One of the services we use a lot for monitoring at QuizUp is Datadog.

We use several software-as-a-service’s, but this one is one of my absolute favorites. Datadog is an aggregator for StatsD metrics, and StatSD is as I have mentioned before, one of my favorite technologies. The way we use Datadog is both through their large set of excellent integrations, which retrieve a host of standard metrics from every third party service in our stack, but also monitor all of our hosts for standard operating system metrics like load average, disk usage, memory usage broken down by application, cpu load, etc; and we’ve written our custom integrations if one did not exist before.

Additionally we instrument our applications with statsd calls which feed important higher level metrics into datadog where all of these can be combined in powerful dashboards and used by metric alerts to trigger e-mails, pings to Slack or PagerDuty, etc. These metric alerts are our first line of defence, allowing us to detect and fix problems before they affect users, so effectively they keep our uptime good. Whether it’s a sudden increase in the number of API non-2xx, increased latencies, disks filling up, elevated service health transitions, cluster size changes, no matter; it’s all fed into Datadog and we’re alerted from there. This is the kind of service, which if it proved flaky, I would get very frustrated very quickly. It’s never been flaky. No pressure ;-)

The purpose of this post is however to point out a fantastic recent feature which I learned about this week, and might just change the way we work when examining incidents. Until now I’ve been heavily utilizing the Screenshot+Dropbox+Copybuffer integration offered by Dropbox, to basically screengrab a portion of a graph or a dashboard, then paste the link to the relevant Slack channel and ping people who I believe should investigate.

But there’s an easier way to do this, click the snapshot icon and tag the corresponding people, or use a hashtag to add custom tags which can be used with event timeline searches. Also if you have Slack integrated, you can tag the relevant Slack channels directly from the comment. This way the discussion of any issue can happen in context, and the comments and thoughts of the engineers working on the issue will be seen by anyone viewing that particular graph, at that time, later.

Commenting on an anomaly

This week I had the pleasure of meeting Alexis (@alq) from Datadog again, and he showed me this feature amongst others, and also signed me up for notifications when they start beta testing new features.

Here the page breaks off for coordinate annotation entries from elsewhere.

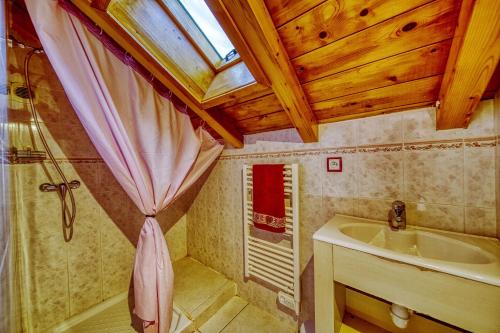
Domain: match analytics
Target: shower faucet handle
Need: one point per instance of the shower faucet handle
(47, 187)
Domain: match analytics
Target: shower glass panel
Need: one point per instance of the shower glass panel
(6, 271)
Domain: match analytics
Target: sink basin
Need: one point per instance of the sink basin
(417, 243)
(468, 256)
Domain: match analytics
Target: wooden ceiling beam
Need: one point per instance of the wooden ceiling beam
(100, 4)
(474, 55)
(253, 22)
(226, 129)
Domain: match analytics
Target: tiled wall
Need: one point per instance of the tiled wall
(497, 130)
(59, 279)
(446, 178)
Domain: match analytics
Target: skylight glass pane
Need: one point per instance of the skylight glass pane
(208, 24)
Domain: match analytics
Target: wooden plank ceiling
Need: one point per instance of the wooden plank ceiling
(314, 61)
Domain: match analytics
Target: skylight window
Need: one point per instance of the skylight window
(207, 23)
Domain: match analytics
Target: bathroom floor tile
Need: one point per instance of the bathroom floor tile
(115, 319)
(196, 285)
(253, 319)
(224, 316)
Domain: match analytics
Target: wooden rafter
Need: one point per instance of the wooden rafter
(474, 55)
(226, 130)
(257, 28)
(100, 4)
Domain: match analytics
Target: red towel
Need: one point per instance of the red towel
(269, 197)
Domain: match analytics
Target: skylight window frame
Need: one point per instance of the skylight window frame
(196, 36)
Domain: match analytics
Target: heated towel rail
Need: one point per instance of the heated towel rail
(276, 263)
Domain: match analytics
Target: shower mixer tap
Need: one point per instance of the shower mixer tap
(47, 187)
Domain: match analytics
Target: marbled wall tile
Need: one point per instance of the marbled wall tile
(445, 217)
(435, 176)
(383, 129)
(340, 134)
(84, 250)
(339, 184)
(338, 205)
(496, 107)
(420, 125)
(479, 176)
(176, 239)
(380, 175)
(117, 258)
(482, 123)
(373, 209)
(480, 221)
(46, 274)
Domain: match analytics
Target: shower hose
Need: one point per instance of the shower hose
(68, 215)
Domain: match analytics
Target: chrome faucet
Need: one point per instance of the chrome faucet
(397, 216)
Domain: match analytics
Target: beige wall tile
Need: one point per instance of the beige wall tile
(379, 130)
(420, 125)
(496, 106)
(373, 209)
(479, 176)
(340, 134)
(444, 217)
(370, 182)
(480, 221)
(380, 175)
(482, 123)
(435, 176)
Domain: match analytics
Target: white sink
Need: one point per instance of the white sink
(472, 257)
(417, 243)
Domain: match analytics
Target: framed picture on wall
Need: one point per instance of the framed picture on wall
(334, 164)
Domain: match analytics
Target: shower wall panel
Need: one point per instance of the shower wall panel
(58, 279)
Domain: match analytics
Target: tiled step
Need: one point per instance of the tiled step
(199, 290)
(224, 316)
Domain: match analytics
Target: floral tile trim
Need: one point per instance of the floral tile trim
(411, 146)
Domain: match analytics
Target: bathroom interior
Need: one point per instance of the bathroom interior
(250, 166)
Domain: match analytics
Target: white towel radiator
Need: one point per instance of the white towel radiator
(277, 264)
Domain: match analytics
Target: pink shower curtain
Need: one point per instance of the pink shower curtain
(148, 144)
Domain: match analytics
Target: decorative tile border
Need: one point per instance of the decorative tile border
(380, 148)
(411, 146)
(433, 146)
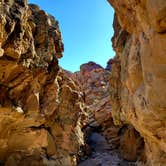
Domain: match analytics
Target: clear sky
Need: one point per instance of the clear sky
(86, 27)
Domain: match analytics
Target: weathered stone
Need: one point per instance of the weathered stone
(138, 76)
(41, 109)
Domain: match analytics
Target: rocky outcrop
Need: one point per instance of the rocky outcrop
(41, 109)
(94, 82)
(138, 74)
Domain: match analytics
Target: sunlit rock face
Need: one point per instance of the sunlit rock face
(138, 74)
(94, 82)
(41, 109)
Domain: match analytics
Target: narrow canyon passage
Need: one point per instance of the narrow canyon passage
(102, 136)
(94, 117)
(101, 152)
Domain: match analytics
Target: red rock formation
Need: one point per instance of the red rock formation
(138, 77)
(41, 110)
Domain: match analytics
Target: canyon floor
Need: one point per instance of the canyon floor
(102, 154)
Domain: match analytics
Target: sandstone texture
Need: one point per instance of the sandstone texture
(94, 82)
(41, 109)
(138, 80)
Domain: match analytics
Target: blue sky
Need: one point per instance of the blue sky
(86, 27)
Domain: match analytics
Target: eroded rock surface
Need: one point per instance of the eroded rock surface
(41, 109)
(138, 74)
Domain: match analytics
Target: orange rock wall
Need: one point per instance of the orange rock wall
(41, 109)
(138, 77)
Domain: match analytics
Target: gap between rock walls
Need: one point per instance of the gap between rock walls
(96, 116)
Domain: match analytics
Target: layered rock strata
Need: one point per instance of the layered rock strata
(138, 74)
(94, 82)
(41, 109)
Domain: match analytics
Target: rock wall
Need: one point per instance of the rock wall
(94, 82)
(41, 109)
(138, 77)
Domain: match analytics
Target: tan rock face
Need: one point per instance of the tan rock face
(94, 82)
(41, 109)
(138, 77)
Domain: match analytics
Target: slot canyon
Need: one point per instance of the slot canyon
(113, 116)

If you’re running an app and would like to give Datadog a try, but feel the per-host fee is expensive, it’s possible to setup a single datadog statsd collection node and make your other nodes send their metrics to that node. This would not get you their nice host-level monitoring, but it’s a cheap way to try. At QuizUp we monitor all our hosts though, as when running larger instances the fee charged per host is trivial for us, so I highly recommend that if cost is not an issue.